Amid the controversy of the Trump administration's voter fraud commission, one Trump voter in Iowa pleaded guilty to election misconduct in June after trying to vote for him twice in the 2016 election, the Associated Press reported.
The woman in question is Terri Lynn Rote, a 57-year-old resident of Des Moines, Iowa. Rote reportedly bought into Trump's election season pronouncements about widespread election rigging, in spite of a striking lack of evidence of any amount of meaningful or consequential in-person voter fraud.
The president has walked the talk on his claims of the election being rigged, setting up a voter fraud commission — headed by Kansas Secretary of State Kris Kobach — that has requested voter roll data from every state and Washington, D.C. The request was rebuffed by dozens of states, and critics have reiterated the rarity of actual cases of such fraud. Based on the best studies available, it seems to almost never happen, with just four confirmed cases in 2016 out of more than 120 million votes.
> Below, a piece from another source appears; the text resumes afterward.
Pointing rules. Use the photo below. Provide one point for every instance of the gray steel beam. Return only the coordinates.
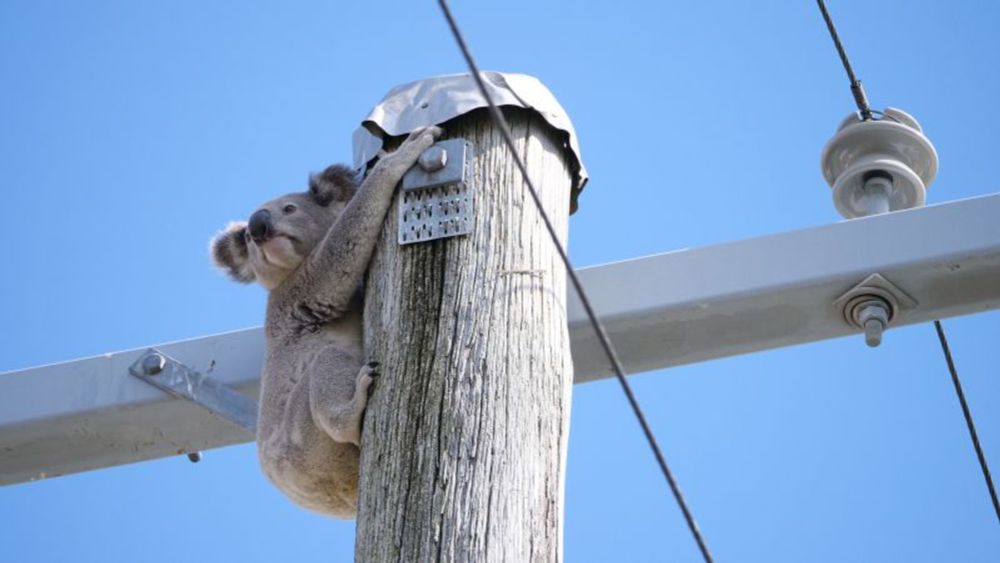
(676, 308)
And so, according to CBS News, Rote herself became an example of the very sort of rare, unusual fraud she was so concerned about. She reportedly voted twice for Trump because she was convinced her first vote would be changed and counted for Hillary Clinton instead. According to court documents, Rote's attorney Jane White argued that she had "cognitive limitations," and that she likely could not assist in her own defense, the AP reported. A judge in May found otherwise, that Rote was mentally competent to stand trial
With the guilty plea, Rote figures to face a far lighter penalty than some people who commit voter fraud encounter. Rosa Maria Ortega, an undocumented immigrant living in Texas, was arrested and charged In February for illegally voting in 2012 and 2014, despite her lawyer's insistence that she didn't realize, as a green card holder, that she couldn't. Ortega was ultimately sentenced to eight years in prison.
Rote, on the other hand, may be facing nothing more than a probationary period, in addition to some community service. According to The Independent, that's the sentence which court documents suggest attorneys will be seeking, although obviously, nothing's settled just yet. The sentencing is scheduled for Aug. 15.
It bears repeating that despite Rote's case, and the small handful of other reportedly cases of voter fraud last year, it's statistically rare in the extreme, and it's sometimes falsely conflated with the existence of defunct or incorrect voter registration rolls, a very different issue which doesn't demonstrate fake votes have actually been cast.
Trump has long insisted that his loss to Clinton in the popular vote is explained-away thanks to three to five million illegal votes having been cast, a claim that is utterly unsupported by any evidence, and which is a common right-wing and pro-Trump conspiracy theory. The repeated insistence early in his presidency ultimately led to the creation of the Trump administration's national voter fraud commission, which voting rights advocates fear will actually turn into a large-scale voter suppression effort.